No one is in control, mistakes happen on this planet
As humans we heavily rely on intuition and on our personal mental models for making many millions of subconscious decisions and a much smaller number of conscious decisions on a daily basis. All these decisions involve interpretations of our prior experience and the sensory input we receive. It is only in hindsight that we can realise our mistakes. Learning from mistakes involves updating our mental models, and we need to get better at it, not only personally, but as a society:
- The mathematical foundation of being wrong
- The direct implications for human interactions (external perspective)
- The emotional impact (a wonderful talk on the internal perspective)
- The lessons for creating new lines of business (the commercial perspective that applies to all start-ups)
Whilst we will continue to interact heavily with humans, we increasingly interact with the web – and all our interactions are subject to the well-known problems of communication. One of the more profound characteristics of ultra-large-scale systems is the way in which the impact of unintended or unforeseen behaviours propagates through the system.
The most familiar example is the one of software viruses, which have spawned an entire industry. Just as in biology, viruses will never completely go away. It is an ongoing fight of empirical knowledge against undesirable pathogens that is unlikely to ever end, because both opponents are evolving their knowledge after each new encounter based on the experience gained.
Similar to viruses, there are many other unintended or unforeseen behaviours that propagate through ultra-large-scale systems. Only on some occasions do these behaviours result in immediate outages or misbehaviours that are easily observable by humans.
Sometimes it can take hours, weeks, or months for downstream effects to aggregate to the point where they cause some component to reach a point where an explicit error is generated and a human observer is alerted. In many cases it is not possible to trace down the root cause or causes, and the co-called fix consists in correcting the visible part of the downstream damage.
Take the recent tsunami and the destroyed nuclear reactors in Japan. How far is it humanly and economically possible to fix the root causes? Globally, many nuclear reactor designs have weaknesses. What trade-off between risk levels (also including a contingency for risks that no one is currently aware of) and the cost of electricity are we prepared to make?
Addressing local sources of events that lead to easily and immediately observable error conditions is a drop in the bucket of potential sources of serious errors. Yet this is the usual limit of scope of that organisations apply to quality assurance, disaster recovery etc.

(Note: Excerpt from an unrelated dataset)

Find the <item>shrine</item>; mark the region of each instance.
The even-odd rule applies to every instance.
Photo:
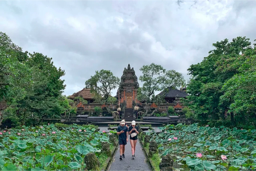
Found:
[[[135,74],[135,71],[133,68],[131,69],[129,64],[127,69],[124,68],[123,72],[121,82],[115,97],[118,99],[119,97],[121,103],[126,103],[126,108],[132,108],[133,102],[135,101],[137,89],[138,87],[138,78]]]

The difference between the web and a living system is fading, and our understanding of the system is limited to say the least. A sensible approach to failures and system errors is increasingly comparable to the one used in medicine to fight diseases – the process of finding out what helps is empirical, and all new treatments are tested for unintended side-effects over an extended period of time. Still, all the tests only lead to statistical data and interpretations, no absolute guarantees. In the life sciences no honest scientist can claim to be in full control. In fact, no one is in full control, and it is clear that no one will ever be in full control.
Traditional management practices strive to avoid any semblance of “not being in full control”. Organisations that are ready to admit that they operate within the context of an ultra-large-scale system have a choice between:
- conceding they have lost control internally, because their internal systems are so complex, or
- regaining a degree of internal understandability by simplifying internal structures and systems, enabled by shifting to the use of external web services – which also does not establish full control.
Conceding the unavoidable loss of control, or being prepared to pay extensively for effective risk reduction measures (one or two orders of magnitude in cost) amounts to political suicide in most organisations.